Quale "accoglienza" può praticarsi in un recinto separato, da cui non si può
uscire, e in cui non si può entrare, filmare, fotografare, parlare, curarsi,
informarsi sul proprio destino?
La delegazione che è entrata nel lager ha raccolto testimonianze
agghiaccianti, ma il coro mediatico le bolla come "da verificare". Ci
chiediamo perché la parola dei condannati (senza reato!) debba valere meno
di quella dei loro aguzzini. Dove risiede l'umanità dei migranti reclusi, se
la loro voce "deve essere verificata" da prove ancora più evidenti dei segni
lasciati sui loro corpi? E gli ematomi, la braccia rotte, le lacrime, il
filo spinato, le lamiere sulle finestre, le telecamere e la militarizzazione
del territorio non bastano? Quali strumenti di tortura ci si aspettava di
trovare nello "stanzino" di Lo
Deserto? Ruote dentate? Vergini di ferro? Fruste e mazze ferrate?
Il sangue si lava, la voce si può zittire, gli occhi si possono chiudere, i
corpi si possono "trasferire" e rimpatriare. E' un clima terroristico,
intimidatorio, fatto di ricatti e ritorsioni, quello che regna al Regina
Pacis.
La vicenda dell'ultimo pestaggio ci lascia addirittura sgomenti.

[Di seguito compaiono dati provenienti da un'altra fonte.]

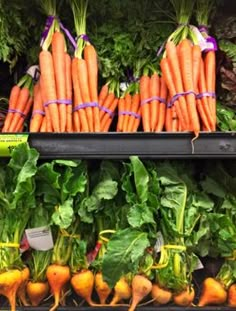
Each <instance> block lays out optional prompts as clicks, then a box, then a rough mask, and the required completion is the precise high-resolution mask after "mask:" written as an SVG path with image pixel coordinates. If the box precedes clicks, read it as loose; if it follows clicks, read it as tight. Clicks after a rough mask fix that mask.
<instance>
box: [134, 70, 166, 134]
mask: <svg viewBox="0 0 236 311" xmlns="http://www.w3.org/2000/svg"><path fill="white" fill-rule="evenodd" d="M151 69H152V72H151V74H150V75H149V70H148V68H145V69H144V72H143V75H142V77H141V78H140V97H141V115H142V126H143V131H144V132H161V131H163V129H164V126H165V119H166V103H167V96H168V91H167V87H166V83H165V81H164V79H163V78H162V77H160V76H159V75H158V73H157V72H156V70H155V68H154V69H153V68H151Z"/></svg>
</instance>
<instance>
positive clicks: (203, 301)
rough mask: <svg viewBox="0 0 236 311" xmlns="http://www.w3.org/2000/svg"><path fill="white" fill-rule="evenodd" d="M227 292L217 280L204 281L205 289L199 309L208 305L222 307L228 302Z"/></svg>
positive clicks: (222, 285)
mask: <svg viewBox="0 0 236 311" xmlns="http://www.w3.org/2000/svg"><path fill="white" fill-rule="evenodd" d="M226 299H227V291H226V290H225V289H224V287H223V285H222V284H221V283H220V282H219V281H218V280H216V279H214V278H211V277H208V278H206V279H205V280H204V281H203V288H202V292H201V295H200V299H199V303H198V306H199V307H205V306H207V305H211V304H212V305H221V304H223V303H225V302H226Z"/></svg>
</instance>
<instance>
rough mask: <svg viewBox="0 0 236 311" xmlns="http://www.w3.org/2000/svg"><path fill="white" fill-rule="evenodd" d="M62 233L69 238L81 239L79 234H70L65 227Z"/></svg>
mask: <svg viewBox="0 0 236 311" xmlns="http://www.w3.org/2000/svg"><path fill="white" fill-rule="evenodd" d="M61 235H62V236H64V237H67V238H74V239H80V235H79V234H70V233H69V232H67V231H66V230H65V229H61Z"/></svg>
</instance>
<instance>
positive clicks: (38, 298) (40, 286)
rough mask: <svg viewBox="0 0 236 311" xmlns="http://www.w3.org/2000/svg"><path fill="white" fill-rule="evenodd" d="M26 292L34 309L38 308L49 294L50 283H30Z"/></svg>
mask: <svg viewBox="0 0 236 311" xmlns="http://www.w3.org/2000/svg"><path fill="white" fill-rule="evenodd" d="M26 292H27V295H28V297H29V300H30V302H31V305H32V306H33V307H37V306H38V305H39V304H40V303H41V302H42V301H43V299H44V298H46V297H47V295H48V294H49V286H48V282H32V281H29V282H28V284H27V287H26Z"/></svg>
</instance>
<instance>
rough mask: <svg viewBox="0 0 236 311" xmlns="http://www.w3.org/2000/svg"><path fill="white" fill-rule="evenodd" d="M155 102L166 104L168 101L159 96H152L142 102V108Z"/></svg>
mask: <svg viewBox="0 0 236 311" xmlns="http://www.w3.org/2000/svg"><path fill="white" fill-rule="evenodd" d="M153 100H158V101H159V102H160V103H163V104H166V100H165V99H164V98H162V97H159V96H152V97H150V98H147V99H144V100H142V101H141V106H143V105H145V104H148V103H150V102H151V101H153Z"/></svg>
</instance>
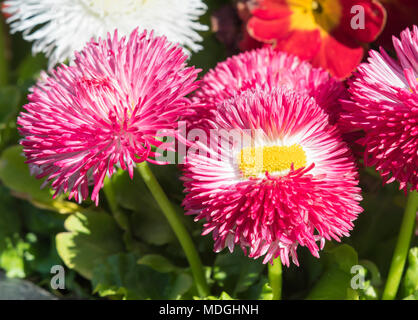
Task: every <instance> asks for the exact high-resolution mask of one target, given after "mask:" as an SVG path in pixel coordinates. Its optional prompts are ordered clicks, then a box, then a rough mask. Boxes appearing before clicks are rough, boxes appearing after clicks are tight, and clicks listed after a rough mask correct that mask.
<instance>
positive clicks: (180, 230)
mask: <svg viewBox="0 0 418 320" xmlns="http://www.w3.org/2000/svg"><path fill="white" fill-rule="evenodd" d="M137 169H138V172H139V173H140V174H141V176H142V178H143V179H144V182H145V184H146V185H147V187H148V189H149V190H150V192H151V194H152V195H153V197H154V199H155V201H157V203H158V205H159V207H160V208H161V211H162V212H163V213H164V215H165V217H166V218H167V221H168V223H169V224H170V226H171V228H172V229H173V231H174V233H175V235H176V236H177V239H178V240H179V242H180V245H181V246H182V248H183V250H184V253H185V254H186V257H187V260H188V261H189V264H190V268H191V270H192V273H193V277H194V280H195V283H196V287H197V290H198V293H199V295H200V296H201V297H206V296H208V295H209V287H208V285H207V282H206V278H205V273H204V269H203V265H202V262H201V261H200V257H199V254H198V252H197V250H196V247H195V246H194V244H193V241H192V238H191V237H190V235H189V233H188V231H187V230H186V228H185V227H184V225H183V223H182V222H181V220H180V217H179V216H178V214H177V212H176V211H175V210H174V208H173V205H172V204H171V202H170V200H169V199H168V198H167V195H166V194H165V193H164V191H163V189H162V188H161V186H160V184H159V183H158V181H157V179H156V178H155V176H154V174H153V173H152V171H151V169H150V168H149V166H148V164H147V163H146V162H142V163H140V164H138V165H137Z"/></svg>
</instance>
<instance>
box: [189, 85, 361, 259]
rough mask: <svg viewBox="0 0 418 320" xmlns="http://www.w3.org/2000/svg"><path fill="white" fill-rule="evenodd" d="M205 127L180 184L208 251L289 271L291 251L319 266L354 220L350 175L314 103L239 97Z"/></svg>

La denuncia
sarebbe "una bufala" perché fatta "da un soggetto psicolabile". Come nella
migliore tradizione delle istituzioni totali, la parola dei malati di mente
non vale nulla di fronte ai discorsi scientifici dei loro medici e
sorveglianti.
Al di là di ogni ragionevole dubbio, alcune cose sono molto chiare e vanno
denunciate: nella struttura si usano psicofarmaci in dosi massicce; persone
che hanno bisogno di cura non sono assistite, ma recluse, e questo
sicuramente peggiora le loro condizioni di vita.
L'esperienza storica del "campo di concentramento" ci insegna qualcosa a
proposito delle prove. I nazisti, a chi andava in cerca di prove, offrivano
"visite guidate" in luoghi idilliaci, prati dove giocavano i bambini;
diffondevano filmati in
cui centinaia di ebrei cantavano sorridenti, ballavano e suonavano i
violini.
La storia della "redenzione coatta", dal carcere a certi modelli di comunità
per tossicodipendenti, dai manicomi agli attuali CPT (laici o religiosi), ci
parla di una strategia di governo che diffonde nel corpo sociale pratiche e
discorsi di disciplinamento e controllo. Fili ininterrotti di una politica
volta ad eliminare tutto ciò che possa modificare i rapporti di produzione
in atto. Una pratica sottile e subdola, ma non per questo meno violenta e
perversa, che costruisce le categorie "devianti" per porle dinanzi
all'opzione: integrazione o deportazione. Una pratica da cui non sono
esclusi i cosiddetti "operatori", costretti, quando non sono complici (come
lo sono i kapò del Regina Pacis), a barcamenarsi tra senso etico e ordine
superiore dello Stato.
La nostra scelta di andare al centro della città, nella casa di Dio, non è
un episodio, non è una boutade da "società dello spettacolo". Prendere la
parola nel luogo dedicato a Cristo - condannato a morte per sedizione dalle
gerarchie ecclesiastiche e da quelle politiche - significa rimettere al
centro la collusione tra i poteri dello Stato e chi si arroga il compito di
"accogliere" e proteggere i più deboli, uniti da una pratica di pura
persecuzione.
A Dio quel che è di Dio, e a cesare.il suo deserto.